We took advantage of this difference by reverse transcribing vector-encoded and endogenous mouse transcripts expressed with a sequence specific homologous primer annealing to exon 20. The cDNA was amplified with a first PCR cycle (PCR-1) from exon 20 to 17b and a second PCR cycle (PCR-2) from exon 18 to 19. As summarised in Figure 3, panel A, the amplified fragments from human and mouse transcripts differ of 3 bases in length (total lengths were 284 and 287 bp, respectively). The amplified fragments contain restriction sites for the endonuclease Rsa I , allowing the distinction of the human and mouse origin. As shown in Figure 3, panel B, by ethidium bromide stained agarose gel a single band is visible from the human amplification (lane 1), two bands from mouse amplification (lane 2), and the fragments can be easily distinguished in lung samples of animals exposed to the CFTR vector (lane 3). The assay was directly applied to the relative quantitation of the CFTR transcript encoded by two adenovirus-derived vectors instilled in the trachea of SCID mice, in which the quantitation of the CFTR mRNA by Northern analysis was unsuccessful because of low expression level (data not shown). In the example reported in Figure 3, panel C, it has been possible to observe that intratracheal instillation of the Ad.TG5643 vector resulted in higher level of vector-encoded transcript in comparison to Ad.CFTR vector, particularly in the lungs of mice sacrificed at day 3 and 14. In our hands, the assay is rapid and reproducible. Moreover, since the reverse transcription and amplification is performed on a sequence within the CFTR gene, the assay can be applied to the relative quantitation of the exogenous transcripts encoded by any CFTR vector, either viral-derived or synthetic.

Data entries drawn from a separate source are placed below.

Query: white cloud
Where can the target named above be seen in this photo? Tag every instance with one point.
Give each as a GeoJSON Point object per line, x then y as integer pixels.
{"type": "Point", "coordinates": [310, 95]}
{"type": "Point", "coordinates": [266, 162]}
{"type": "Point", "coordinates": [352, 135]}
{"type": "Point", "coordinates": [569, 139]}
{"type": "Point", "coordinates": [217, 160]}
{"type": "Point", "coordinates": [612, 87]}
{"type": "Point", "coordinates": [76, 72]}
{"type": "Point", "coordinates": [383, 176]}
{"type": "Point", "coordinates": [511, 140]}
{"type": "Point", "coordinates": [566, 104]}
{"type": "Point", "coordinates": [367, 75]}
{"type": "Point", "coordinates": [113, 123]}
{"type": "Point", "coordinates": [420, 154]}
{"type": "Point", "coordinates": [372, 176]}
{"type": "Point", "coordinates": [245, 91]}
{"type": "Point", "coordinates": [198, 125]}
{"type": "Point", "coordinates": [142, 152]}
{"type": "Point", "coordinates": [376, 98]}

E. Relative expression of vector-encoded vs. endogenous CFTR transcript in monkey lung

Even though the human-mouse CFTR sequence homologies are quite different from those of the human-monkey (Tata et al, 1991; Wine et al, 1998), the set of primers and the PCR conditions utilised for relative quantitation of vector-encoded versus mouse endogenous CFTR mRNA can be directly applied also to CFTR transcript from Rhesus monkey (Macaca mulatta). The single-tube competitive RT-PCR assay again generates two fragments of 284 and 287 bp, from human and monkey CFTR transcripts, respectively. The Rsa I digestion of exons 18/19 gives the same restriction pattern, since monkey and human CFTR sequences are highly homologous. On the other side, the fragment amplified from exon 18 to 19 of monkey CFTR contains a unique ScrF I restriction site, generating two fragments of 163 and 124 bp. The relative quantitation assay has been applied to evaluate the level of CFTR gene expression in relation to ICAM-1 transcript induction. We have previously found that steady-state levels of ICAM-1 transcript are increased in the lung portions of Rhesus monkeys instilled by bronchoscope with high doses of the E1-E3-deleted vector Ad.CFTR (Nicolis et al, 1998).

Figure 2. Relative expression of human wt and DF508 CFTR mRNA.

(A) Electrophoretogram of endogenous wt and DF508 mutated CFTR transcripts from human nasal respiratory cells obtained ex vivo from a DF508 healthy carrier.

(B) Electrophoretogram of the relative expression of vector-encoded wt and endogenous DF508 CFTR mRNA from primary cultures of nasal polyp cells from a CF subject homozygous for DF508 mutation. Cells were infected with Ad.CFTR at MOI 10 for 72 h, as previously described (Renier et al, 1995 ). Peak areas at 103 and 100 nt in the electrophoretogram correspond to the amounts of amplification products of wt and DF508 CFTR mRNA, respectively.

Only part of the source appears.